2019 Trend Forecast: Healthcare

By Paul Holmes, The Holmes Report

01/16/2019

Some issues—like access and affordability—just won’t go away. Others, like the convergence of healthcare and technology, are reaching a critical inflection point.

1. Access and Affordability

We are less than two weeks into the New Year and already the US has seen three major stories about healthcare access and affordability. First, a Texas judge’s ruling threatens to take away health coverage from millions of Americans. Second, drug companies increased prices dramatically in the first few days of the year, sparking outrage. And third, it was reported that San Francisco’s Zuckerberg hospital general hospital was engaging in some aggressive pricing practices that left even patients who thought they had insurance coverage facing hefty medical bills.

“2019 will be the year the debate around how we further expand US healthcare coverage, and take steps to make it more affordable, take center stage again,” says Marc Longpre, senior partner and Americas healthcare co-lead for FleishmanHillard. “After two years of failed Affordable Care Act repeal efforts, and just a month after a federal court put the law back in the spotlight, it’s likely 2019 will shift to the question of how best to move forward.

“With nearly 30 million still lacking coverage in this country and recent polling showing cost and affordability to be a top priority for voters, we are likely to get our first glimpse of different versions of “Medicare for All” in the upcoming Democratic presidential debates and in Congressional hearings."

Susan Isenberg, global chair of the health sector at Edelman, believes access has the potential to be a bipartisan issue in the US, given that President Donald Trump continues to express concern about drug prices in particular. “I think you’re going to hear from both sides around pricing and access, and calls for greater transparency.”

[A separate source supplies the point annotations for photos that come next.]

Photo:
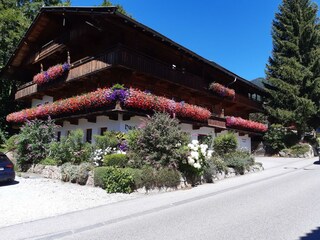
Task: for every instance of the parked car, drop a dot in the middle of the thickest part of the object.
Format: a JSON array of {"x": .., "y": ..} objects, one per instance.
[{"x": 7, "y": 173}]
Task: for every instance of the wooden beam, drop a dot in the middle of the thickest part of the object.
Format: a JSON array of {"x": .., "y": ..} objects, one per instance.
[
  {"x": 74, "y": 121},
  {"x": 92, "y": 119}
]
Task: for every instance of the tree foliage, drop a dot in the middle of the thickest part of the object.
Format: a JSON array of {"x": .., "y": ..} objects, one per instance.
[
  {"x": 293, "y": 72},
  {"x": 161, "y": 143},
  {"x": 107, "y": 3}
]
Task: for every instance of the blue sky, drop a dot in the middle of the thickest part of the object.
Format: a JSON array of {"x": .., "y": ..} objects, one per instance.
[{"x": 233, "y": 33}]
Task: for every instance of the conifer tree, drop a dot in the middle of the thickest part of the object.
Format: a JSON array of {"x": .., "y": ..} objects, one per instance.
[{"x": 293, "y": 72}]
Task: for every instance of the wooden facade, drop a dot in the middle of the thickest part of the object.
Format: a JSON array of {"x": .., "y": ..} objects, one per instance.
[{"x": 105, "y": 47}]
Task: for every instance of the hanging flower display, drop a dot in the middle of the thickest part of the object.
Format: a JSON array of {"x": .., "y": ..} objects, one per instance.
[
  {"x": 222, "y": 90},
  {"x": 66, "y": 106},
  {"x": 130, "y": 98},
  {"x": 146, "y": 101},
  {"x": 248, "y": 124},
  {"x": 51, "y": 74}
]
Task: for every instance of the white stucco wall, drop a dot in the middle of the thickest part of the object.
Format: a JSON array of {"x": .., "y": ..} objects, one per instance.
[{"x": 244, "y": 142}]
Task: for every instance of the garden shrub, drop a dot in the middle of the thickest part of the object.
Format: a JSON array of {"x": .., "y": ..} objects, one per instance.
[
  {"x": 83, "y": 172},
  {"x": 298, "y": 150},
  {"x": 71, "y": 149},
  {"x": 11, "y": 143},
  {"x": 108, "y": 139},
  {"x": 114, "y": 180},
  {"x": 274, "y": 138},
  {"x": 3, "y": 137},
  {"x": 75, "y": 173},
  {"x": 34, "y": 140},
  {"x": 49, "y": 161},
  {"x": 239, "y": 160},
  {"x": 168, "y": 178},
  {"x": 160, "y": 143},
  {"x": 225, "y": 143},
  {"x": 215, "y": 165},
  {"x": 137, "y": 177},
  {"x": 148, "y": 178},
  {"x": 117, "y": 160},
  {"x": 98, "y": 176}
]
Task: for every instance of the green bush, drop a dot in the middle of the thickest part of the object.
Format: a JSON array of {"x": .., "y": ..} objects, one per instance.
[
  {"x": 299, "y": 149},
  {"x": 75, "y": 173},
  {"x": 11, "y": 143},
  {"x": 114, "y": 180},
  {"x": 117, "y": 160},
  {"x": 49, "y": 161},
  {"x": 168, "y": 178},
  {"x": 3, "y": 137},
  {"x": 108, "y": 139},
  {"x": 225, "y": 143},
  {"x": 71, "y": 149},
  {"x": 215, "y": 165},
  {"x": 98, "y": 176},
  {"x": 69, "y": 172},
  {"x": 161, "y": 143},
  {"x": 148, "y": 178},
  {"x": 137, "y": 177},
  {"x": 239, "y": 160},
  {"x": 34, "y": 140},
  {"x": 83, "y": 172},
  {"x": 274, "y": 138}
]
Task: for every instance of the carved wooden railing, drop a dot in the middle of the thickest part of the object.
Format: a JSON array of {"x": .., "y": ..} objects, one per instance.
[{"x": 123, "y": 56}]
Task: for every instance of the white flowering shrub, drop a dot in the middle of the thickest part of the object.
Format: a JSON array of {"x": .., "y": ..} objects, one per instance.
[
  {"x": 199, "y": 154},
  {"x": 98, "y": 155}
]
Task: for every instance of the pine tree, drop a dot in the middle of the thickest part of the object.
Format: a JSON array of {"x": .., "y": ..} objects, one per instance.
[{"x": 293, "y": 72}]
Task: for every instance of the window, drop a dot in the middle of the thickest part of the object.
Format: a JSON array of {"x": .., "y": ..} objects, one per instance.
[
  {"x": 89, "y": 135},
  {"x": 202, "y": 138},
  {"x": 58, "y": 136},
  {"x": 102, "y": 130}
]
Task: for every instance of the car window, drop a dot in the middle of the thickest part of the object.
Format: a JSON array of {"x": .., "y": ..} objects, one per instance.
[{"x": 3, "y": 158}]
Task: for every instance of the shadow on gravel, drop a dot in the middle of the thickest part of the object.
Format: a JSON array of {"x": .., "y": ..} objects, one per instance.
[
  {"x": 313, "y": 235},
  {"x": 4, "y": 184}
]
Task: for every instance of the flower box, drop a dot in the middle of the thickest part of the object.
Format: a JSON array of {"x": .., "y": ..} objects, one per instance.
[
  {"x": 222, "y": 90},
  {"x": 130, "y": 98},
  {"x": 51, "y": 74},
  {"x": 246, "y": 124}
]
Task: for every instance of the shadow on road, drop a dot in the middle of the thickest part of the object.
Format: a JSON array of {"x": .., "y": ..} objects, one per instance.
[
  {"x": 4, "y": 184},
  {"x": 313, "y": 235}
]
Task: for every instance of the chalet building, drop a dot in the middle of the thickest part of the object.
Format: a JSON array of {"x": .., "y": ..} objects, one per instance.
[{"x": 71, "y": 57}]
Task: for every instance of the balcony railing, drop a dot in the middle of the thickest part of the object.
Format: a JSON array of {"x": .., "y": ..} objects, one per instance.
[{"x": 128, "y": 58}]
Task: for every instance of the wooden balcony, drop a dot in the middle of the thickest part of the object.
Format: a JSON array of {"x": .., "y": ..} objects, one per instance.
[{"x": 121, "y": 56}]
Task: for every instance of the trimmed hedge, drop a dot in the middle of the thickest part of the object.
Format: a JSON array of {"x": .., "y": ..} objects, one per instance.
[
  {"x": 239, "y": 160},
  {"x": 125, "y": 180},
  {"x": 115, "y": 160},
  {"x": 114, "y": 179}
]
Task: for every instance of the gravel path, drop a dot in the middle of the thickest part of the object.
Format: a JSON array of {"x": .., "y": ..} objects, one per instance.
[{"x": 35, "y": 198}]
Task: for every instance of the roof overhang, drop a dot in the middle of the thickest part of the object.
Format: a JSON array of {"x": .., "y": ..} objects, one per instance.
[{"x": 21, "y": 51}]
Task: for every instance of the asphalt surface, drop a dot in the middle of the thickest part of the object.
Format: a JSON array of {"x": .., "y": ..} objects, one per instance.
[{"x": 282, "y": 202}]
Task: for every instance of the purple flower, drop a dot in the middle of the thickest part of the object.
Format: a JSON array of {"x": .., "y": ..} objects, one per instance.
[
  {"x": 66, "y": 66},
  {"x": 118, "y": 95},
  {"x": 123, "y": 146}
]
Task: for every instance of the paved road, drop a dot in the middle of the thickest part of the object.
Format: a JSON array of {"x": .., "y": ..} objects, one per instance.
[{"x": 282, "y": 202}]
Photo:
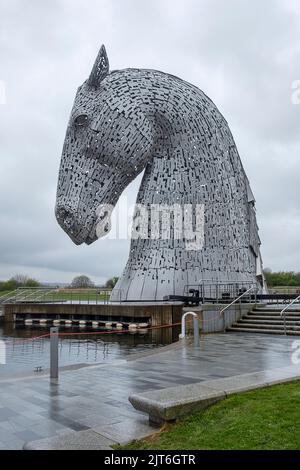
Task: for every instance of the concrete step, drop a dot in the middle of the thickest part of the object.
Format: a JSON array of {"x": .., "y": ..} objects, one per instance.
[
  {"x": 264, "y": 331},
  {"x": 276, "y": 310},
  {"x": 265, "y": 326},
  {"x": 273, "y": 315}
]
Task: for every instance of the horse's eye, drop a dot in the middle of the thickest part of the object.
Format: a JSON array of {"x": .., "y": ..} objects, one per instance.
[{"x": 81, "y": 120}]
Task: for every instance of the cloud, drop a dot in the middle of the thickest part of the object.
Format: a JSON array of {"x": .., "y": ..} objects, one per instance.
[{"x": 244, "y": 55}]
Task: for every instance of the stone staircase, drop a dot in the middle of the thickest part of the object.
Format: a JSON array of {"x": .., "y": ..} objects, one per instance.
[{"x": 268, "y": 321}]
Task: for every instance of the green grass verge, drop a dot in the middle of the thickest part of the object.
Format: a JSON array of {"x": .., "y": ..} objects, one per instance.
[{"x": 268, "y": 419}]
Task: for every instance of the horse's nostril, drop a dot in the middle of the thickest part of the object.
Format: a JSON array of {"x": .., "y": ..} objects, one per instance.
[{"x": 64, "y": 216}]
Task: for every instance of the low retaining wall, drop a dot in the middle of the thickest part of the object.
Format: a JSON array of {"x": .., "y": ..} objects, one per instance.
[
  {"x": 158, "y": 313},
  {"x": 209, "y": 316}
]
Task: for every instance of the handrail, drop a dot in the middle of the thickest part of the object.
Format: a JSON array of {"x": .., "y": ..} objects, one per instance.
[
  {"x": 285, "y": 309},
  {"x": 235, "y": 300}
]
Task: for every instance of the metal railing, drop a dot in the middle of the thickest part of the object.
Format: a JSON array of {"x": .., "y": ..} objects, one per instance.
[
  {"x": 283, "y": 311},
  {"x": 57, "y": 295},
  {"x": 235, "y": 301},
  {"x": 218, "y": 290}
]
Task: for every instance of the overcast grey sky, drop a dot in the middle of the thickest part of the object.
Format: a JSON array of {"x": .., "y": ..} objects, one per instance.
[{"x": 244, "y": 55}]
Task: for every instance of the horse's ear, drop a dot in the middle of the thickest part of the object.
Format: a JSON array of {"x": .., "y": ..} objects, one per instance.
[{"x": 100, "y": 69}]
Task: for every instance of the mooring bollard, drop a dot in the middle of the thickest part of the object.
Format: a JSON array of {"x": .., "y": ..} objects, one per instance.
[{"x": 54, "y": 353}]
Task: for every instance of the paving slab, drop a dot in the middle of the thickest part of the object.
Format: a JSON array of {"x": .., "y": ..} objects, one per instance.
[
  {"x": 81, "y": 440},
  {"x": 97, "y": 397}
]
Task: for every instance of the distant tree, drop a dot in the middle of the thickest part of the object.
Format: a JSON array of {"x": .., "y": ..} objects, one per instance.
[
  {"x": 9, "y": 285},
  {"x": 32, "y": 283},
  {"x": 82, "y": 282},
  {"x": 20, "y": 279},
  {"x": 110, "y": 284}
]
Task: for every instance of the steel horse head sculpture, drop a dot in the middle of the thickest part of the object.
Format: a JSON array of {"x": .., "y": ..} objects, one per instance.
[{"x": 127, "y": 121}]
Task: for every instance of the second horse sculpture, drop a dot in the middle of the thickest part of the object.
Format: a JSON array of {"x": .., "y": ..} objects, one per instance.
[{"x": 194, "y": 220}]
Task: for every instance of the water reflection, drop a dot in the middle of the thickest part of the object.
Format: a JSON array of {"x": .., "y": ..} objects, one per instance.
[{"x": 24, "y": 355}]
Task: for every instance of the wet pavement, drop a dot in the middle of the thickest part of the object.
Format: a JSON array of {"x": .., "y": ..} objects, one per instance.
[{"x": 94, "y": 397}]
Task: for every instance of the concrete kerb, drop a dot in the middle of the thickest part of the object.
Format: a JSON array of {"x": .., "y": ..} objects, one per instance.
[{"x": 173, "y": 403}]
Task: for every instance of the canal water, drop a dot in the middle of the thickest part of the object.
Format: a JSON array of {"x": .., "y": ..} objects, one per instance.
[{"x": 23, "y": 353}]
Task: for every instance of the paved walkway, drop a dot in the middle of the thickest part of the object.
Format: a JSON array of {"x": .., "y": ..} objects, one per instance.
[{"x": 96, "y": 398}]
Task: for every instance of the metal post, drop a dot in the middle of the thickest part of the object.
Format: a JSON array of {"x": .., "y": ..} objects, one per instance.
[
  {"x": 195, "y": 324},
  {"x": 196, "y": 332},
  {"x": 54, "y": 353}
]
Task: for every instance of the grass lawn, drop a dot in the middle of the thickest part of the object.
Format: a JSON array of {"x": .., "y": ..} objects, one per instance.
[{"x": 268, "y": 418}]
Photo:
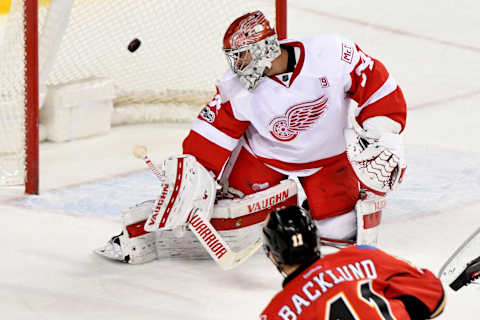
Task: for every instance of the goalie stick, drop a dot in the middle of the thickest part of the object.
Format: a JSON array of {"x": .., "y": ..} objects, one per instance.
[
  {"x": 206, "y": 234},
  {"x": 463, "y": 266}
]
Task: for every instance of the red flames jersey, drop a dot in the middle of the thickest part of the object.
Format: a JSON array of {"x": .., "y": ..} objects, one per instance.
[
  {"x": 358, "y": 282},
  {"x": 294, "y": 122}
]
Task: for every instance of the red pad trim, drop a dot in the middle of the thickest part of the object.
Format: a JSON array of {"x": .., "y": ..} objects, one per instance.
[
  {"x": 176, "y": 190},
  {"x": 220, "y": 224}
]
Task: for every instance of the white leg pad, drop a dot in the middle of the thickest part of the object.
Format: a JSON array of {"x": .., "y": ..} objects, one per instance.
[
  {"x": 342, "y": 227},
  {"x": 137, "y": 246}
]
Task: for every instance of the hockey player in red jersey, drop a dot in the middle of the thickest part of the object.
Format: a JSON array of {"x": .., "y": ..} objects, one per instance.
[
  {"x": 357, "y": 282},
  {"x": 283, "y": 110}
]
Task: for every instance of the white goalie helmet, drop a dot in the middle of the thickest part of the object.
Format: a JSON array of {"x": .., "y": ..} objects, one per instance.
[{"x": 250, "y": 45}]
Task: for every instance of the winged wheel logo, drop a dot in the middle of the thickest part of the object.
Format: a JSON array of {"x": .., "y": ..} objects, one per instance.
[{"x": 297, "y": 118}]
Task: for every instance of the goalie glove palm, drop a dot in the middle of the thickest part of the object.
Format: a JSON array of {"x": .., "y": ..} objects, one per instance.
[{"x": 379, "y": 163}]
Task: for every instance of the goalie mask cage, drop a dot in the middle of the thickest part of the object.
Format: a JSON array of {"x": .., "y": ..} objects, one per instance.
[{"x": 56, "y": 42}]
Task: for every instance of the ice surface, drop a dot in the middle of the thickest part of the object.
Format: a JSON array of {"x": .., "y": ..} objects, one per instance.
[{"x": 48, "y": 270}]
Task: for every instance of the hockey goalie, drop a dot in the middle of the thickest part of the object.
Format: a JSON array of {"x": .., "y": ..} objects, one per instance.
[{"x": 281, "y": 110}]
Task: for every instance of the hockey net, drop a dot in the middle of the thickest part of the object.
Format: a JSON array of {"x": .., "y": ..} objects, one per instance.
[{"x": 168, "y": 78}]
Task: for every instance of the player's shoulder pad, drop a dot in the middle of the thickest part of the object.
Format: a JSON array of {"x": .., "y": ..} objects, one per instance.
[{"x": 231, "y": 89}]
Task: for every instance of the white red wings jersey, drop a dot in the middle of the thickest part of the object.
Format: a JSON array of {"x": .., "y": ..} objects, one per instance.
[
  {"x": 358, "y": 283},
  {"x": 295, "y": 122}
]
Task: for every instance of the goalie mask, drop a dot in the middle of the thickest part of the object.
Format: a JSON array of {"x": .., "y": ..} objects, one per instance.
[
  {"x": 290, "y": 235},
  {"x": 250, "y": 45}
]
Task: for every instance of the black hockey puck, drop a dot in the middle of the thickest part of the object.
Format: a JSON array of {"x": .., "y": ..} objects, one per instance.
[{"x": 134, "y": 45}]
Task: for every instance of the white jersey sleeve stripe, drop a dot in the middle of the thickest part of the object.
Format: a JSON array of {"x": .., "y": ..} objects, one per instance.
[
  {"x": 388, "y": 87},
  {"x": 214, "y": 135}
]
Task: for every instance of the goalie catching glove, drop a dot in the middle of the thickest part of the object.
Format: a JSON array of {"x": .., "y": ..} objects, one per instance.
[{"x": 377, "y": 153}]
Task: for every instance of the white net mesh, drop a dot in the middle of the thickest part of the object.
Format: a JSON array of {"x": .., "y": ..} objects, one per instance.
[{"x": 169, "y": 77}]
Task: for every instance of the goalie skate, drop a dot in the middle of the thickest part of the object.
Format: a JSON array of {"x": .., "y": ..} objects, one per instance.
[
  {"x": 113, "y": 250},
  {"x": 463, "y": 267}
]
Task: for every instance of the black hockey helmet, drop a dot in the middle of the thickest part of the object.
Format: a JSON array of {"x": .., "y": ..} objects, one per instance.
[{"x": 290, "y": 235}]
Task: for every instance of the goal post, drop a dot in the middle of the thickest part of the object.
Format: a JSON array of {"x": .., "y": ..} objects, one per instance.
[{"x": 51, "y": 43}]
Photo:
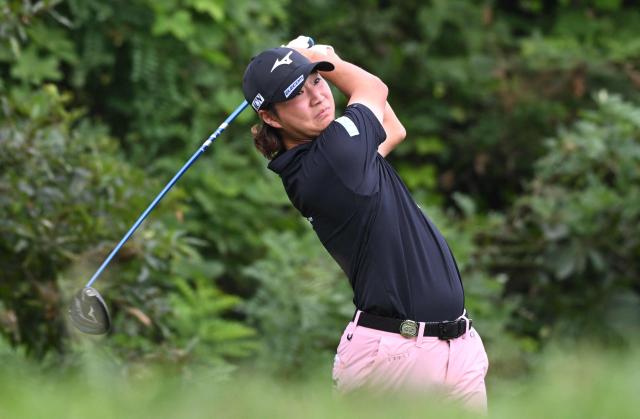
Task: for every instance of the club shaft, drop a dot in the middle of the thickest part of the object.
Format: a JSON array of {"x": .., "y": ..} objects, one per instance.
[{"x": 169, "y": 185}]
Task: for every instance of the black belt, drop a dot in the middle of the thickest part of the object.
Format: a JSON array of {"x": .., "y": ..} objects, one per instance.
[{"x": 408, "y": 328}]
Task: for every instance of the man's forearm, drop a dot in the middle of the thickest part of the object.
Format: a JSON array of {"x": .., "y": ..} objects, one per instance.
[
  {"x": 394, "y": 129},
  {"x": 357, "y": 84}
]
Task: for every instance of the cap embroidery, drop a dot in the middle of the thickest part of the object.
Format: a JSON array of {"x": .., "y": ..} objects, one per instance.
[
  {"x": 257, "y": 102},
  {"x": 285, "y": 60},
  {"x": 292, "y": 86}
]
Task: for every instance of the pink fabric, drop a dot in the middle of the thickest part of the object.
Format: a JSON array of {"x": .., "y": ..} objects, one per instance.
[{"x": 388, "y": 362}]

In Europe too “the concept of price, affordability and access is a key issue,” says Nicky Walsby, managing director at Syneos Health. “In 2019, with increased scrutiny on drug prices, and a number of novel medicines such as CAR-T treatments and gene therapy that bring with them a price challenge, we will see an increased need for the creation of meaningful, impactful value narratives shaped by experts in the strategic communications and pricing and market access fields.

“Such narratives will encompass emotional and economic levers, and require strong, consistent communications roll-out to key stakeholders.”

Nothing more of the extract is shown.